Aside from Lundqvist’s exceptional play in goal, the Rangers have benefitted from Marian Gaborik returning to his 2009-2010 season form, healthy and dominating, at times, on offense. With shoulder and leg ailments past him, Gaborik has played in all 20 games played thus far, scoring 17 points (10 goals, 7 assists) to lead the team in scoring. Of those 10 goals, 7 have been scored on the road.

The statistics aren’t the most impressive aspects of Gaborik this season. It’s the sight of speedy Slovakian flying in the neutral zone, using his legs to make things happen, something that didn’t happen enough last season. Also known for his quick-release, Gaborik is using it confidently to attack the net. All in all, Gaborik’s offensive game has fully returned, which means the Rangers have a game-breaking offensive talent to help them win games.

One of the more telling subplots to the Rangers season thus far are the struggles of Brandon Dubinsky. Through 20 games, Dubinsky has just one goal. Juxtapose those numbers with his start last season – 11 goals through 20 games – and its no wonder people are concerned.

Could it be complacency following his new, 4-year $16.8 million deal signed in the offseason? His shots are down considerably from a year ago, including five games where he hasn’t registered a single shot. However, he hasn’t been a liability on defense, sporting a +/- of 3 and a .037 QUALCOMP – 4th best amongst Rangers forwards – meaning Dubinsky is taking care of his own end against the opposition’s best players.
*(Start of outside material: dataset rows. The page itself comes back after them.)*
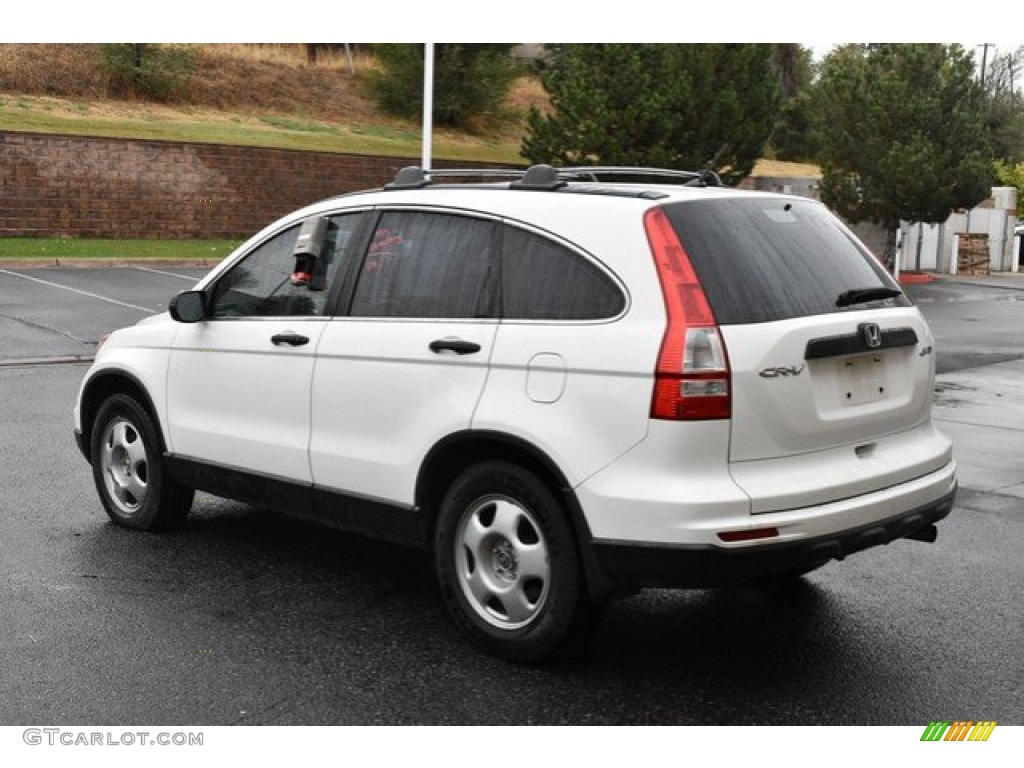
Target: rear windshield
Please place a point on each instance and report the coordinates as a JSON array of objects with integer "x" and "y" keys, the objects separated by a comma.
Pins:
[{"x": 762, "y": 259}]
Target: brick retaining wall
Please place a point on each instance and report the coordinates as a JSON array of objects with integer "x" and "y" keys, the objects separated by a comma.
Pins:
[{"x": 112, "y": 187}]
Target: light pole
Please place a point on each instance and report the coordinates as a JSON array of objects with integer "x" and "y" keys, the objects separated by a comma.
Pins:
[{"x": 428, "y": 103}]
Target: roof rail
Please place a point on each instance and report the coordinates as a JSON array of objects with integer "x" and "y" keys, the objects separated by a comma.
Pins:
[
  {"x": 540, "y": 177},
  {"x": 692, "y": 178},
  {"x": 546, "y": 176}
]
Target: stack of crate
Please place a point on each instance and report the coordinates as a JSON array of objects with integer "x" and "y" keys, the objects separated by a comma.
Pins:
[{"x": 972, "y": 254}]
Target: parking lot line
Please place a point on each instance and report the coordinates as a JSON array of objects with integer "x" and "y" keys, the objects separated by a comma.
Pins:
[
  {"x": 163, "y": 271},
  {"x": 147, "y": 310}
]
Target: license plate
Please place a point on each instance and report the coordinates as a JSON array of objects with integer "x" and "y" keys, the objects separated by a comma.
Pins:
[{"x": 862, "y": 380}]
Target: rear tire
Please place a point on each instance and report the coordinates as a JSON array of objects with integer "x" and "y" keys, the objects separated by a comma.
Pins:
[
  {"x": 507, "y": 563},
  {"x": 128, "y": 469}
]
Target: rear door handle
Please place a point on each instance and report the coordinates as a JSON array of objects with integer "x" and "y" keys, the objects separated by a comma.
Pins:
[
  {"x": 454, "y": 345},
  {"x": 295, "y": 340}
]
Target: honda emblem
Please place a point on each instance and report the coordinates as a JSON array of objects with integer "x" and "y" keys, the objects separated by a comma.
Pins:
[{"x": 871, "y": 335}]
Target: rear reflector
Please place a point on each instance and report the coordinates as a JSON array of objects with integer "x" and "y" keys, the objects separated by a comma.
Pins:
[
  {"x": 748, "y": 536},
  {"x": 691, "y": 378}
]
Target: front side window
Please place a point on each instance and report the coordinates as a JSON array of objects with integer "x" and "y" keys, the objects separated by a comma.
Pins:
[
  {"x": 261, "y": 285},
  {"x": 422, "y": 264}
]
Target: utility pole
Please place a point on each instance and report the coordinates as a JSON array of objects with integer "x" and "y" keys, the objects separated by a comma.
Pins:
[
  {"x": 428, "y": 104},
  {"x": 984, "y": 59}
]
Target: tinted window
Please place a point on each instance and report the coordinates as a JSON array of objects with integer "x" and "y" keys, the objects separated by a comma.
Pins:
[
  {"x": 542, "y": 280},
  {"x": 426, "y": 265},
  {"x": 260, "y": 284},
  {"x": 763, "y": 259}
]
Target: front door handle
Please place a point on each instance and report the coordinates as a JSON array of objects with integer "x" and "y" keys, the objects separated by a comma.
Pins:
[
  {"x": 295, "y": 340},
  {"x": 454, "y": 345}
]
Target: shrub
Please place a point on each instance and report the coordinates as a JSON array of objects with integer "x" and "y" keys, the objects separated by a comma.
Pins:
[{"x": 159, "y": 72}]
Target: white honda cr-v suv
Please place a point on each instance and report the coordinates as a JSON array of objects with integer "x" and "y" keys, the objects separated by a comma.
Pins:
[{"x": 562, "y": 386}]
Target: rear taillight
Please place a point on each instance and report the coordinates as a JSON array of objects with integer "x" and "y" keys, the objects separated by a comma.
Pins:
[{"x": 691, "y": 379}]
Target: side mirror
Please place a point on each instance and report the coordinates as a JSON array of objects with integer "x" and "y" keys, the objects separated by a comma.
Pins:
[{"x": 188, "y": 306}]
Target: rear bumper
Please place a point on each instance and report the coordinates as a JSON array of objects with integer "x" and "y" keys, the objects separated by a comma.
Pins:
[{"x": 632, "y": 564}]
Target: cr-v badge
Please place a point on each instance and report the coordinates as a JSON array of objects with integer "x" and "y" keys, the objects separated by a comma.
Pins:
[{"x": 774, "y": 373}]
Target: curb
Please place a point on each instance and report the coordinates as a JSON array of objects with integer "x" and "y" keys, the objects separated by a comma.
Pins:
[
  {"x": 74, "y": 263},
  {"x": 64, "y": 360}
]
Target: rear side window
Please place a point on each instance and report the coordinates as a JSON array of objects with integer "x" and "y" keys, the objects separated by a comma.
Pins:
[
  {"x": 543, "y": 280},
  {"x": 423, "y": 264},
  {"x": 762, "y": 259}
]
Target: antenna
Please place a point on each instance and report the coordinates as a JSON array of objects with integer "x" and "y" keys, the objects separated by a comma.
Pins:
[{"x": 707, "y": 176}]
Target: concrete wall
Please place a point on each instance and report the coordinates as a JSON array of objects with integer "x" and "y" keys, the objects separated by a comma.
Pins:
[
  {"x": 994, "y": 217},
  {"x": 81, "y": 186}
]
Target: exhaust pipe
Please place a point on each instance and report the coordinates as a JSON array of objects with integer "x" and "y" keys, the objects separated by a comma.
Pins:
[{"x": 928, "y": 534}]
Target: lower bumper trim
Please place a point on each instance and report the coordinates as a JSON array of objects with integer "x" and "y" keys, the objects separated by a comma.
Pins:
[{"x": 635, "y": 565}]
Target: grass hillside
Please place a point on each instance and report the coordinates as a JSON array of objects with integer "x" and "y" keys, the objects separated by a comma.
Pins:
[
  {"x": 267, "y": 95},
  {"x": 251, "y": 94}
]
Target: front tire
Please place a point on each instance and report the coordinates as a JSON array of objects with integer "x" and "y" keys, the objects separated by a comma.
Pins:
[
  {"x": 128, "y": 469},
  {"x": 507, "y": 562}
]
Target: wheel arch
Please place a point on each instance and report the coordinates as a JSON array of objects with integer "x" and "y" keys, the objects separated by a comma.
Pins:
[
  {"x": 458, "y": 452},
  {"x": 105, "y": 384}
]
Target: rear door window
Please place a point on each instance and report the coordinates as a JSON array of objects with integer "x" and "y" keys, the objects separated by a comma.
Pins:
[
  {"x": 425, "y": 264},
  {"x": 544, "y": 280},
  {"x": 762, "y": 259}
]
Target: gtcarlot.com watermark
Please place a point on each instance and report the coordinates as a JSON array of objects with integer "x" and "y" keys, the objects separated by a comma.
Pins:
[{"x": 67, "y": 737}]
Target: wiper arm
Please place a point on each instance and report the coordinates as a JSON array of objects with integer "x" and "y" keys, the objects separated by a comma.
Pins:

The pressures of living up to his contract seem to be the biggest culprit of Dubinsky’s slow start. As with any slump, the grip on the stick becomes tighter and over-thinking, rather than playing instinctually, becomes the norm. Dubinsky has three quarters of a season left to turn it around, and I believe by the halfway mark we’ll be talking about just that.

The news of losing your best defenseman to post-concussion symptoms for an indefinite amount of time is crippling for any team. The devastating news of Marc Staal not being healthy enough to play could have been used as a crutch if the team had trouble defensively. However, it’s been the complete opposite for the Rangers.